Successful prevention of relapse in drug use disorders involves development of new coping strategies to situations that would otherwise stimulate drug-seeking behavior, and establishing new social contacts who do not use illicit substances. Depending upon the treatment program, relapse prevention may rely on attendance at clinical appointments, taking a medication to facilitate abstinence, and attempts at being employed. Cognitive-behavioral approaches can improve outcomes in cocaine use disorders, perhaps through enhancement of decision making. During recovery from each of the major forms of drug abuse, previous studies have demonstrated impairment in learning, memory, and attention [209-211]. Two outpatient-based studies have shown that greater delay after use of cocaine is associated with more severe impairment in cognitive performance [212,213]. Accordingly, protracted withdrawal from cocaine use leads to more pronounced cognitive deficits, which are less severe immediately following use of cocaine. If so, at least part of the motivation for relapse to drug use may be cocaine's ability to normalize mental function during recovery from cocaine dependence.
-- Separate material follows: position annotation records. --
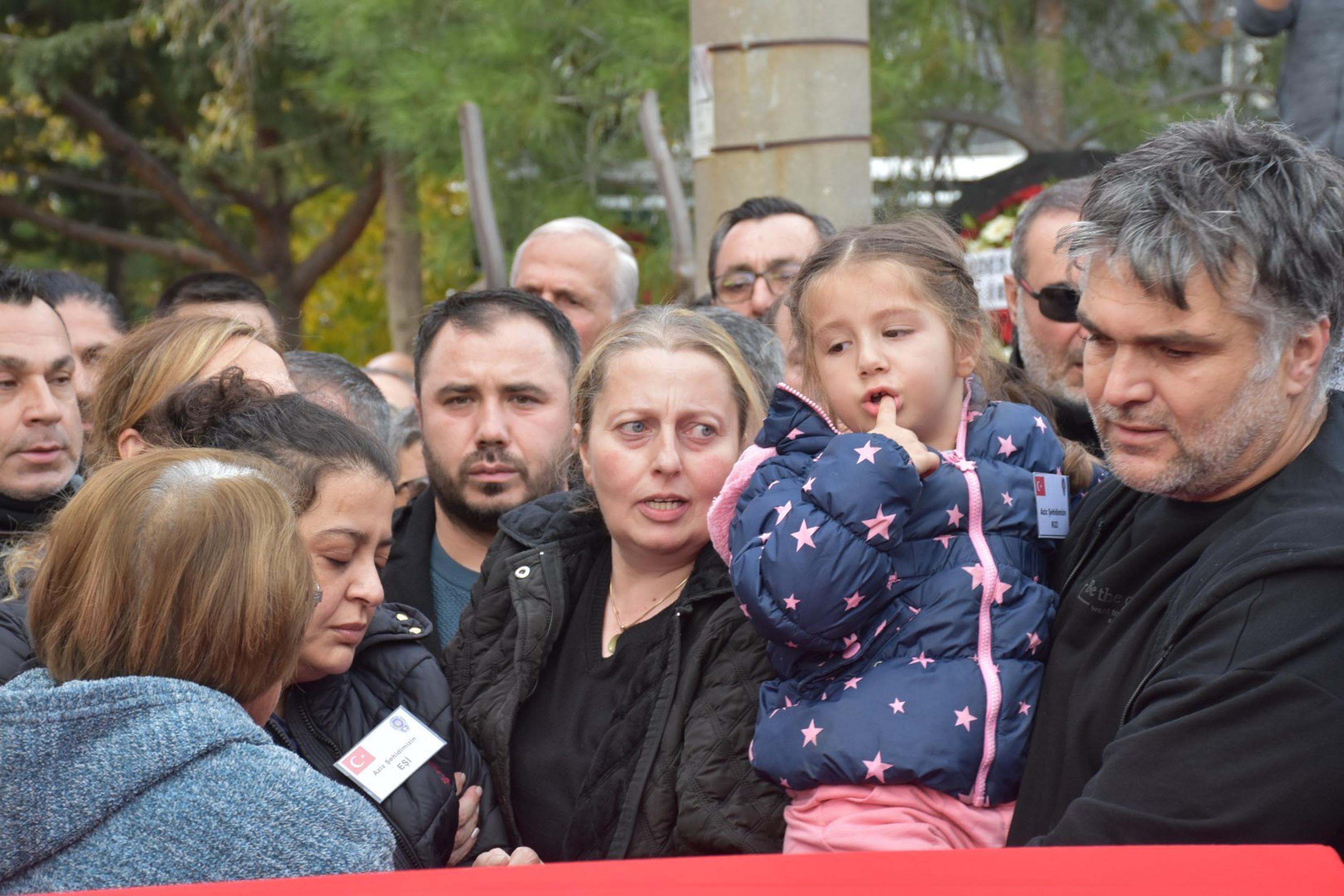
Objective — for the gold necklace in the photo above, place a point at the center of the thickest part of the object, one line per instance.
(616, 612)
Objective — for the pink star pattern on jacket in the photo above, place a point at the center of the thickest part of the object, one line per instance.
(879, 524)
(877, 769)
(804, 536)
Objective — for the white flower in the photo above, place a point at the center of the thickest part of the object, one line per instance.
(999, 230)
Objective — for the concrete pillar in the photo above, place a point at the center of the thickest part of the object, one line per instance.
(780, 105)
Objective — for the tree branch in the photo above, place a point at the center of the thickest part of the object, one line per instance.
(245, 198)
(310, 194)
(992, 123)
(155, 175)
(88, 185)
(190, 256)
(343, 236)
(1218, 90)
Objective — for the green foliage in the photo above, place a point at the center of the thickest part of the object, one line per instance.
(560, 88)
(279, 96)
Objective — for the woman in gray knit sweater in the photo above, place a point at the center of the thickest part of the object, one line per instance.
(167, 610)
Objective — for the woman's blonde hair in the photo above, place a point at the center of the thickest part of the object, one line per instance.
(146, 367)
(674, 330)
(178, 563)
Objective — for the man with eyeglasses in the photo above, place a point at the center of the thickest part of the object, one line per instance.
(757, 252)
(1043, 306)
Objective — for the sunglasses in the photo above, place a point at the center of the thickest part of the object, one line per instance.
(736, 287)
(1057, 303)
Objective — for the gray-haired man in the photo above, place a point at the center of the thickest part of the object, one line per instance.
(581, 268)
(1043, 306)
(1195, 689)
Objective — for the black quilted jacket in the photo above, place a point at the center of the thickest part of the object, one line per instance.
(672, 775)
(392, 668)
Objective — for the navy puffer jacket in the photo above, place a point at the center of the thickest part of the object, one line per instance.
(906, 617)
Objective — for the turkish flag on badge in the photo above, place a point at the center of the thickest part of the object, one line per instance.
(358, 761)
Because impaired learning, memory, and attention is one of the more well-validated actions of cholinergic antagonists, these agents have at least a relative contraindication for use in patients with substance abuse disorders due their potential for exacerbating cognitive deficits. Even so, recent findings of improved treatment compliance and decreased craving intensity after muscarinic blockade in treatment-seeking patients recovering from cocaine use [142] would support a lessor role of cognitive actions. It is also unclear whether use of cholinergic agonists or cholinesterase inhibition can ameliorate cognitive deficits in this setting. Treatment with galantamine appears to do so during either nicotine withdrawal [198] or recovery from cocaine dependence [196]. Further studies are needed which combine measures of cognitive function and drug-motivated behaviors.

Highlights.

Different classes of cholinergic agents produce biphasic effects on appetitive responding.

Phasic activation of cholinergic tone in the nucleus accumbens and VTA above a low-level threshold appears to increase the likelihood of rewarded behaviors.

Greater and more prolonged activation in the same brain regions above a second higher-level threshold is associated with a decreased likelihood of reward.

Cholinergic effects on the nicotinic receptor function, dopamine release, and the firing of medium spiny neurons are potential mediators of thresholds that shape behavior.

High-affinity β2* nicotinic receptors appear to play a greater role in reward enhancement, with low-affinity homomeric α7 receptors underlying reward inhibition.